Techniques such as IHC and FISH are inexpensive, readily available, and quick to carry out. However, although these techniques are suited to the identification of a specific GA in a sample, such as HER2 or BRAF, they do not screen for multiple GAs and have limited clinical utility for identifying FGFR2 GAs. Therefore, the use of NGS is recommended by ESMO to ensure assessment of all relevant targets (level I recommendation according to ESCAT).

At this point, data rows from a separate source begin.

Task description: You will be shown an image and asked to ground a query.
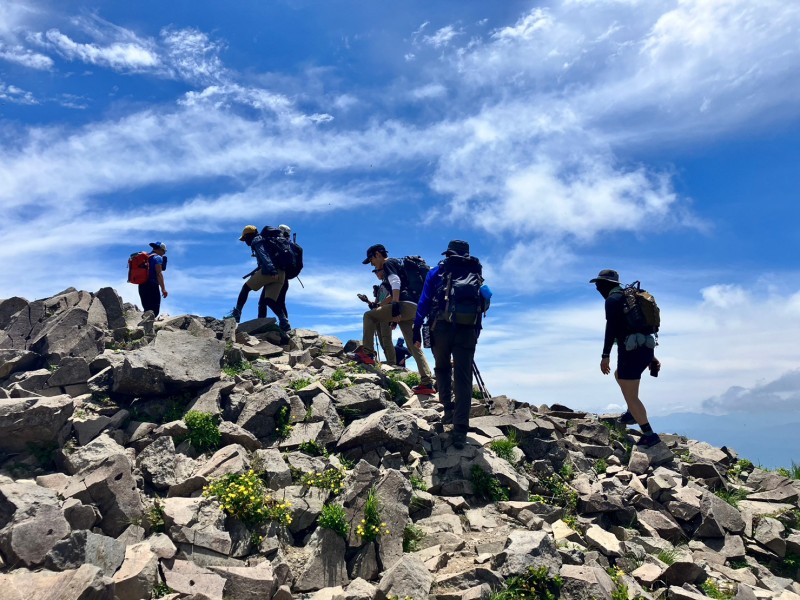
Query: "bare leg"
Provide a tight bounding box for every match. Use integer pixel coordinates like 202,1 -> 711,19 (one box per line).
614,371 -> 647,425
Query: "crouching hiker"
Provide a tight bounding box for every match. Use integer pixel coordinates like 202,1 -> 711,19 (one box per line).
589,269 -> 661,448
353,244 -> 436,396
411,240 -> 491,449
230,225 -> 288,324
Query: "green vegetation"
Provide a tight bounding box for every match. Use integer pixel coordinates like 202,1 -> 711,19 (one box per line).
317,503 -> 347,539
300,469 -> 346,496
203,470 -> 292,526
297,440 -> 329,457
489,566 -> 564,600
147,498 -> 167,533
411,474 -> 428,492
275,406 -> 294,440
700,579 -> 736,600
470,465 -> 510,502
403,525 -> 425,552
656,548 -> 678,566
289,377 -> 311,392
714,488 -> 747,508
356,488 -> 391,542
322,368 -> 347,392
183,410 -> 222,452
489,429 -> 519,464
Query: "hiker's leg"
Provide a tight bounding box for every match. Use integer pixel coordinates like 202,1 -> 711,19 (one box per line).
361,304 -> 394,361
398,312 -> 433,386
431,323 -> 453,412
236,281 -> 251,312
614,378 -> 648,425
258,288 -> 269,319
378,323 -> 397,362
452,325 -> 478,429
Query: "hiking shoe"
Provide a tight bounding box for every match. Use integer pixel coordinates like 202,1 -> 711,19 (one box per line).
411,383 -> 436,396
350,347 -> 375,365
636,431 -> 661,448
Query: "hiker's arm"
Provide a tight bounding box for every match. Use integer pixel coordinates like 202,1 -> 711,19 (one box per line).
156,263 -> 167,298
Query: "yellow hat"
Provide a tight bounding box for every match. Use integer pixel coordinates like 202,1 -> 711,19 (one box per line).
239,225 -> 258,242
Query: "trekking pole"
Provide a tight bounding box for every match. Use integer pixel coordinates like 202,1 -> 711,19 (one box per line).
472,360 -> 492,400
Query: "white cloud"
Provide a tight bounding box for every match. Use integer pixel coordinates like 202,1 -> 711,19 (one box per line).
43,29 -> 160,72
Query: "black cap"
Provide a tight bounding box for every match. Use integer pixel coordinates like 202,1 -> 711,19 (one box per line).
442,240 -> 469,256
361,244 -> 389,265
589,269 -> 619,283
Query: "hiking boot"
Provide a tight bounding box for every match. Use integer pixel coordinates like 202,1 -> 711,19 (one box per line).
636,431 -> 661,448
350,346 -> 375,365
411,383 -> 436,396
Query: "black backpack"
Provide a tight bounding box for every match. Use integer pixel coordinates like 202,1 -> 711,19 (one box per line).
403,256 -> 431,302
436,254 -> 489,325
261,225 -> 299,272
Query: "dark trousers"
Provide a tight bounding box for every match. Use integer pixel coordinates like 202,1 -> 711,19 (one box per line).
258,279 -> 289,323
139,281 -> 161,316
431,321 -> 478,431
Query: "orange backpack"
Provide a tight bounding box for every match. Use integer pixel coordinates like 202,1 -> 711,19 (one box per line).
128,252 -> 150,285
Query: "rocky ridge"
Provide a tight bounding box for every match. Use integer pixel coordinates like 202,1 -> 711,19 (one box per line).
0,288 -> 800,600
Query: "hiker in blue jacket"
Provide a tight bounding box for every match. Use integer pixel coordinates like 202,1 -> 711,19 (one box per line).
413,240 -> 489,449
230,225 -> 288,323
589,269 -> 661,448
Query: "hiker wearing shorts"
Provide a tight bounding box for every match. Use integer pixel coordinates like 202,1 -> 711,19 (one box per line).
411,240 -> 488,449
139,242 -> 168,318
231,225 -> 286,323
353,244 -> 436,396
258,225 -> 292,331
589,269 -> 661,448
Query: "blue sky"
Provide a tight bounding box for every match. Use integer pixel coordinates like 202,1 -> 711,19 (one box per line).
0,0 -> 800,462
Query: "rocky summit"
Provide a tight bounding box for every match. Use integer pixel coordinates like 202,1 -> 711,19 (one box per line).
0,288 -> 800,600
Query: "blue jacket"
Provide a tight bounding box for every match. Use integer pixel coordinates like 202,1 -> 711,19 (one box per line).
414,263 -> 442,327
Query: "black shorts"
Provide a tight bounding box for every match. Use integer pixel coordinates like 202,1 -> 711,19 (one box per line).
617,346 -> 655,379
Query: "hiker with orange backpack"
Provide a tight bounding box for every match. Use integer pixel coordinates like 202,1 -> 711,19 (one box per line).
128,242 -> 168,317
589,269 -> 661,448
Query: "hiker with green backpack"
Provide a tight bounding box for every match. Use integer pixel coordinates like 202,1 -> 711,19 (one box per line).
589,269 -> 661,448
410,240 -> 492,449
352,244 -> 436,396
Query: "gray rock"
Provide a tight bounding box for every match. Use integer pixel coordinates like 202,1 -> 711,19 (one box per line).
492,530 -> 561,577
559,565 -> 616,600
235,386 -> 289,440
44,531 -> 125,577
0,349 -> 40,381
64,455 -> 144,537
0,565 -> 114,600
378,554 -> 433,600
338,409 -> 419,456
112,330 -> 225,396
294,527 -> 348,592
95,287 -> 127,329
162,560 -> 225,600
0,396 -> 75,453
209,562 -> 278,600
136,436 -> 177,490
695,492 -> 744,537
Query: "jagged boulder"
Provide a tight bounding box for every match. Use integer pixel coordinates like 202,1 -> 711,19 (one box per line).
112,329 -> 225,396
0,395 -> 75,453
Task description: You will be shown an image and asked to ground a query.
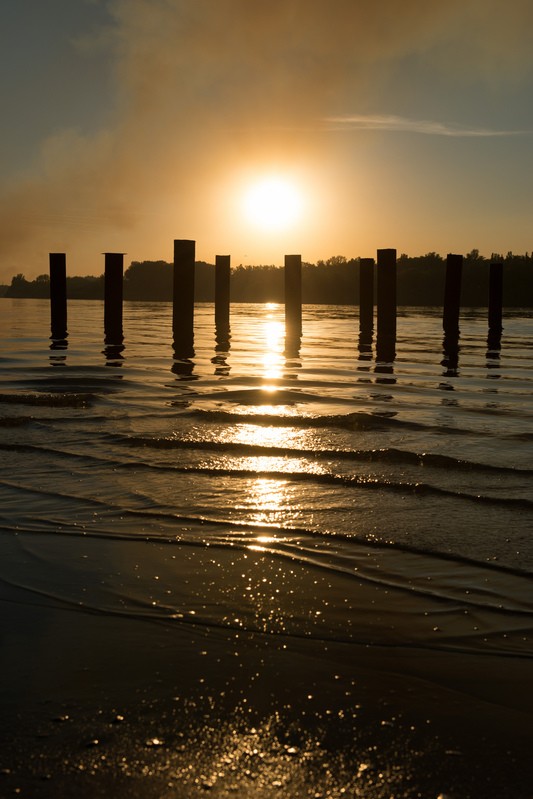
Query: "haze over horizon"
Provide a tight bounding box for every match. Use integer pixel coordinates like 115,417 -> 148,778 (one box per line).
0,0 -> 533,282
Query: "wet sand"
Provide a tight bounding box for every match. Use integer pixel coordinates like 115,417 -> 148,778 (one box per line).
0,585 -> 533,799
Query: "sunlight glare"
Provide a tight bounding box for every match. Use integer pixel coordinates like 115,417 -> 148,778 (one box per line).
244,176 -> 302,231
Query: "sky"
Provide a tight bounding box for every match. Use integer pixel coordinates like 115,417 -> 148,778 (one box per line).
0,0 -> 533,282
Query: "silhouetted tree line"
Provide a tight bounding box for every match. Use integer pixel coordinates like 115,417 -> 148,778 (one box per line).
5,250 -> 533,308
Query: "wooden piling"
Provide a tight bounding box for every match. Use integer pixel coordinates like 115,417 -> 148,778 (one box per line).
49,252 -> 68,341
172,239 -> 196,358
376,249 -> 396,362
285,255 -> 302,339
489,261 -> 503,335
215,255 -> 231,330
359,258 -> 374,346
104,252 -> 124,345
442,253 -> 463,337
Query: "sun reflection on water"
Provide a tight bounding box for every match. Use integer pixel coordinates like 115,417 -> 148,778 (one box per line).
260,302 -> 285,382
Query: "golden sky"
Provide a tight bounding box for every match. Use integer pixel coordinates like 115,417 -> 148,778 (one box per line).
0,0 -> 533,281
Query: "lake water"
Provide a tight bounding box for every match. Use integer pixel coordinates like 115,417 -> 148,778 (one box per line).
0,299 -> 533,799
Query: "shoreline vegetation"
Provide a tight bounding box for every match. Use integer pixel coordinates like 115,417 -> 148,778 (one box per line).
0,250 -> 533,308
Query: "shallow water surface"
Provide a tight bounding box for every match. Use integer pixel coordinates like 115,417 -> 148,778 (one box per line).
0,299 -> 533,797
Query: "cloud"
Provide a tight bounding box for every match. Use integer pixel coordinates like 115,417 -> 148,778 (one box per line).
0,0 -> 533,276
323,114 -> 531,137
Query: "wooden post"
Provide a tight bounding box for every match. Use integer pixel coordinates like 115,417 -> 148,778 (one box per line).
442,254 -> 463,337
104,252 -> 124,345
489,261 -> 503,335
49,252 -> 68,342
359,258 -> 374,352
172,239 -> 196,358
215,255 -> 231,330
285,255 -> 302,340
376,250 -> 396,362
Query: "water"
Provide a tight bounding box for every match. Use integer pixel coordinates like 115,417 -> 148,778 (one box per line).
0,299 -> 533,797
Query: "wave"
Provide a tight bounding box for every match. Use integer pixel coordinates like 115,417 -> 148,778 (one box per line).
0,520 -> 533,659
0,391 -> 96,408
114,432 -> 533,476
0,443 -> 533,510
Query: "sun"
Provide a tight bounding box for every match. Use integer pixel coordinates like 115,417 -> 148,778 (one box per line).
243,176 -> 303,231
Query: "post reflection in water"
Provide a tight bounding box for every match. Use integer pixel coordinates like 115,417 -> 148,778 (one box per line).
260,303 -> 285,389
50,334 -> 68,366
441,332 -> 460,377
374,334 -> 396,383
171,330 -> 198,380
103,335 -> 125,367
211,322 -> 231,377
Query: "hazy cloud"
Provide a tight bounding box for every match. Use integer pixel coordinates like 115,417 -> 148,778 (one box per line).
324,114 -> 531,137
0,0 -> 533,275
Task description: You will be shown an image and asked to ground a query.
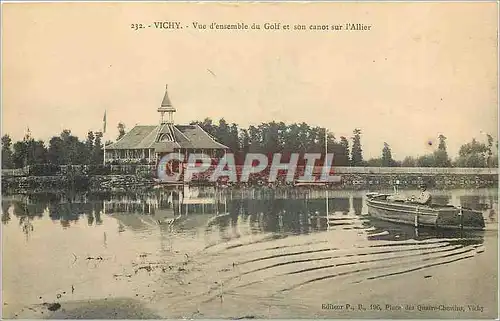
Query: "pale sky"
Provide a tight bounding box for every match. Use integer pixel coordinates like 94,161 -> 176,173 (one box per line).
2,2 -> 498,159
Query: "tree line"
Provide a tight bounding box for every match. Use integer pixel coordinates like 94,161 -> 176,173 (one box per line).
2,118 -> 498,168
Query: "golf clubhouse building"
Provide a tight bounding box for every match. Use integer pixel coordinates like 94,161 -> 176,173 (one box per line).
106,88 -> 228,164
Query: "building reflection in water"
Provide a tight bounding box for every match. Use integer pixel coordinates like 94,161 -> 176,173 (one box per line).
2,188 -> 498,239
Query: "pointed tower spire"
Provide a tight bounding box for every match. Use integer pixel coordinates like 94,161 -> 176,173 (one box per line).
158,85 -> 176,124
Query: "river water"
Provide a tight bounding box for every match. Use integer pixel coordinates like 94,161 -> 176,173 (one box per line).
2,189 -> 498,318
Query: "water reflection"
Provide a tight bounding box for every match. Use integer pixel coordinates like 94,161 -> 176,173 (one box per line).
2,190 -> 498,316
2,188 -> 498,240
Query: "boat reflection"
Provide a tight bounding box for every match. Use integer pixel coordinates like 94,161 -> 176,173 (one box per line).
364,217 -> 484,243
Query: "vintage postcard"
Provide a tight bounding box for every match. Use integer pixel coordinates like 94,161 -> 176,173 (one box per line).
1,1 -> 499,319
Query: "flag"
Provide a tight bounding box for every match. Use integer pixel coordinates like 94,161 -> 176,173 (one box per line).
102,111 -> 106,134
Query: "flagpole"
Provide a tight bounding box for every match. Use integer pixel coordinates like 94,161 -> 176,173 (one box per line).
102,110 -> 106,166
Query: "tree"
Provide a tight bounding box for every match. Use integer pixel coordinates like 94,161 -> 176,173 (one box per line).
401,156 -> 417,167
47,136 -> 66,165
351,128 -> 363,166
116,122 -> 126,140
2,134 -> 14,168
417,154 -> 436,167
335,136 -> 350,166
240,129 -> 250,154
382,142 -> 394,167
456,138 -> 488,167
365,158 -> 387,167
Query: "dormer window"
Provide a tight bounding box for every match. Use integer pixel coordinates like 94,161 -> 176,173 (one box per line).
160,133 -> 174,142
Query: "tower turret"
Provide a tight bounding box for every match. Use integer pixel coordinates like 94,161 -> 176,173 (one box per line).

Since poor sample quality may negatively impact NGS results, high-quality tissue samples are critical. In the absence of a high-quality biopsy sample, a liquid biopsy blood sample for circulating tumor DNA (ctDNA) may be an acceptable alternative. Although liquid biopsy is not yet available as a diagnostic test, early feasibility studies show promising results. A study of blood ctDNA and tumor tissue samples from patients with biliary tract cancer reported high blood/tissue concordance rates of genomic alterations of ∼74%. In addition, ctDNA profiling has been found to significantly shorten genotype screening time during clinical trial enrollment compared with tissue molecular profiling, and may enable improved detection of clinically relevant biomarkers in patients with CCA. Furthermore, the feasibility of detecting the emergence of acquired resistance to targeted therapy by serial ctDNA analysis has also been reported.

Conclusions

As data accumulate about molecular biomarkers in CCA and the number of targeted agents grows, genomic profiling will become an increasingly important element complementing CCA diagnosis. These data highlight the importance of obtaining a good tissue sample for histologic analysis, which can be technically challenging in patients with CCA. Taking a blood sample for analysis of ctDNA markers is a simpler process with a lower failure rate, but not all NGS platforms are able to evaluate blood samples for ctDNA, and these platforms may be less readily available. Since ∼45% of patients with CCA have a targetable GA, it is important to include genomic profiling in the diagnostic work-up, in order to identify treatments that may offer the best possible outcomes for patients. Three agents have already been approved in the United States for the treatment of CCAs with specific genetic GAs: ivosidenib for IDH1 mutations and infigratinib and pemigatinib for FGFR2 fusions; pemigatinib has also been approved in Europe, and it is likely that even more targeted therapies for level II or III actionable GAs will enter clinical use in the future.